Arch Migration to New Hardware

linux dotfiles awesomewm git

This article discusses the steps required for moving an Arch Linux system to new hardware. The goal is to achieve the same ArchLinux installation, in terms of the installed software and configuration that is independent of the hardware.

Warning: Some of the following instructions can be dangerous: you are advised to backup all of your important data on the old system before continuing.

There are two different approaches to migrating an installation:

  • Bottom to top: Install a fresh Arch Linux system on the new hardware, afterwards restore the installed packages and configuration files, e.g. as described in dotfiles.
  • Top to bottom: Clone the old harddrive to the new harddrive, or place the old harddrive into the new system; modify configuration files where necessary.

The top to bottom approach gives a more exact reproduction of the original system than the bottom to top approach. In other hand, the bottom to top is much more clean and bound to new hardware. This article will describe bottom to top.

Introduction

There are two options according this article Base Arch Article for migration

I'm using backup my .dotfiles on gihub now: .dotfiles

So, the easier and cleaner way is process bottom to top for me.

For some stations, I have backup of whole filesystem periodically synchronized to backup repositories by restic. In this case, it is possible to use top to bottom process with restic restore.

Restic store/restore is described in another guide, and it will be part of next article. This migration will be done with bottom to top process with restore packages and .dotfiles.

Bottom to Top Process

Adapt to new hardware

Warning: For both approaches we have to account for differences between the old and hardware and change the installed drivers and configuration accordingly.

Before you begin, research aspects of the new hardware and make a list of differences. Common differences are

Hard drive vs. SSD vs. m.2

See the article SSD.

CPU vendor

If you switch the CPU, to a CPU from another vendor (e.g. Intel to AMD), change the Microcode configuration.

GPU vendor

If you changed the GPU to a GPU from another vendor (e.g. from Amd to NVIDIA) change the graphics driver.
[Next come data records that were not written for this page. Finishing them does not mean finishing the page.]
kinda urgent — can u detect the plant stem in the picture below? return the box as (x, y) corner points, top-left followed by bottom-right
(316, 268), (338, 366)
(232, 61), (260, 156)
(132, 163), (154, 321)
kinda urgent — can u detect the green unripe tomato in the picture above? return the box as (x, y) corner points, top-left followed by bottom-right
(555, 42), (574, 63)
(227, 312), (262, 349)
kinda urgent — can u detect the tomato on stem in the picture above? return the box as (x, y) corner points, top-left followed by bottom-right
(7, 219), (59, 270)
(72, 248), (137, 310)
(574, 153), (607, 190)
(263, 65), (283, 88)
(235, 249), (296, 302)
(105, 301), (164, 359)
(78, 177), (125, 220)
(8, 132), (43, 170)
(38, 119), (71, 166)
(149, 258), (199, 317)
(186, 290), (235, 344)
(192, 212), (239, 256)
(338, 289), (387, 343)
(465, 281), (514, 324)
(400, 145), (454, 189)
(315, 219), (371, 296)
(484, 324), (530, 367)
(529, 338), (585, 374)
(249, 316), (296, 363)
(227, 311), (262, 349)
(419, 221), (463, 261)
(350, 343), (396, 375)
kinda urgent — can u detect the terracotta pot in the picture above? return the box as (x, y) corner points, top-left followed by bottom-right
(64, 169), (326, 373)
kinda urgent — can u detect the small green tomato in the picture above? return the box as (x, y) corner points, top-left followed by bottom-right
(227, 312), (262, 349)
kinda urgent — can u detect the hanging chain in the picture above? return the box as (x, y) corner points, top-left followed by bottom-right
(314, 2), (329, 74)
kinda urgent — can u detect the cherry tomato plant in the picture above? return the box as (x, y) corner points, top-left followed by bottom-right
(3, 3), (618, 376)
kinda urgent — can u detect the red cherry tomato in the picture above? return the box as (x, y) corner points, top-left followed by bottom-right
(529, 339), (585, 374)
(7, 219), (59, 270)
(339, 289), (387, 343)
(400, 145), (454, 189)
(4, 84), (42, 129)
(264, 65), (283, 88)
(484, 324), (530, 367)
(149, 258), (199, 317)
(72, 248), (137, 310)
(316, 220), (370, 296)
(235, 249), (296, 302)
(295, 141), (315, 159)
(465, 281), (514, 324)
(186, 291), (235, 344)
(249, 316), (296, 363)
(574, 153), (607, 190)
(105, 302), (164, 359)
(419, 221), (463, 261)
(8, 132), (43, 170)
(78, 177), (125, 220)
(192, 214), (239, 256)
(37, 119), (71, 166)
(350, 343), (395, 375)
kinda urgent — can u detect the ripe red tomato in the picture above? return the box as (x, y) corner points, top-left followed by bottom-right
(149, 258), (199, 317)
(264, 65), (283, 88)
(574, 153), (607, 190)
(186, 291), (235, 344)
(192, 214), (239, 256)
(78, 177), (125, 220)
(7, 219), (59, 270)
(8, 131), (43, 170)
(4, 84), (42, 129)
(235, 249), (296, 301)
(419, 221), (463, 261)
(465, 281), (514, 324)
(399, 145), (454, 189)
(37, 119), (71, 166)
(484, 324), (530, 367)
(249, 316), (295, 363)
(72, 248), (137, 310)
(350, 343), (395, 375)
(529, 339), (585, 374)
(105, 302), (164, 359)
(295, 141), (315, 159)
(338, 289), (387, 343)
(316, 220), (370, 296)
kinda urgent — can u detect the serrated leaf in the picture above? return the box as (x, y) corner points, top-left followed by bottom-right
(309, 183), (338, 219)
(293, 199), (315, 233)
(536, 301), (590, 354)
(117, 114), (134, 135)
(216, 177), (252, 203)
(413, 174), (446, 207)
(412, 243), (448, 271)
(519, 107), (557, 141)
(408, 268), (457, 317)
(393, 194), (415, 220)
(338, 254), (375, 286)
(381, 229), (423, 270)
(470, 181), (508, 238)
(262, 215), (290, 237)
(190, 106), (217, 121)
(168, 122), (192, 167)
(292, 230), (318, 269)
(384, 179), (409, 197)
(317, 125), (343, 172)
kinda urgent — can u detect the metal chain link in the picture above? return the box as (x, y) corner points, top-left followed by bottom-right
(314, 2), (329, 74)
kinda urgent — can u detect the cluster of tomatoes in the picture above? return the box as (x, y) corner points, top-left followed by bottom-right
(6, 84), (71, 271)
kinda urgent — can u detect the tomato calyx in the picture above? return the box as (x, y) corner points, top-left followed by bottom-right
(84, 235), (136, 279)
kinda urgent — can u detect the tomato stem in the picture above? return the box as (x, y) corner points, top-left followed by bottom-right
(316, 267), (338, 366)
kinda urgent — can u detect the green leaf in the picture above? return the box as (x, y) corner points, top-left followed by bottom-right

UEFI vs. MBR boot code booting

If you switch to a more recent mainboard with UEFI, it might be preferable or required to switch from "MBR boot code" booting to UEFI booting. In this case a new EFI system partition is needed.

Bottom to top

On the old system

We define here a minimal configuration that carries over from the old to the new system which differentiates this approach from the Installation guide. Think about the configuration files from /etc and dotfiles in /home that you want to copy to the new system, as well as user data files. If you will not have access to the old system from the new system then backup up all the files that you want to copy over.

List of installed packages

pacman -Qqen > pkglist.txt
pacman -Qqem > pkglist_aur.txt

gives you a nice list of explicitly installed packages from the repositories and from the AUR. Include it in your backup if you make one.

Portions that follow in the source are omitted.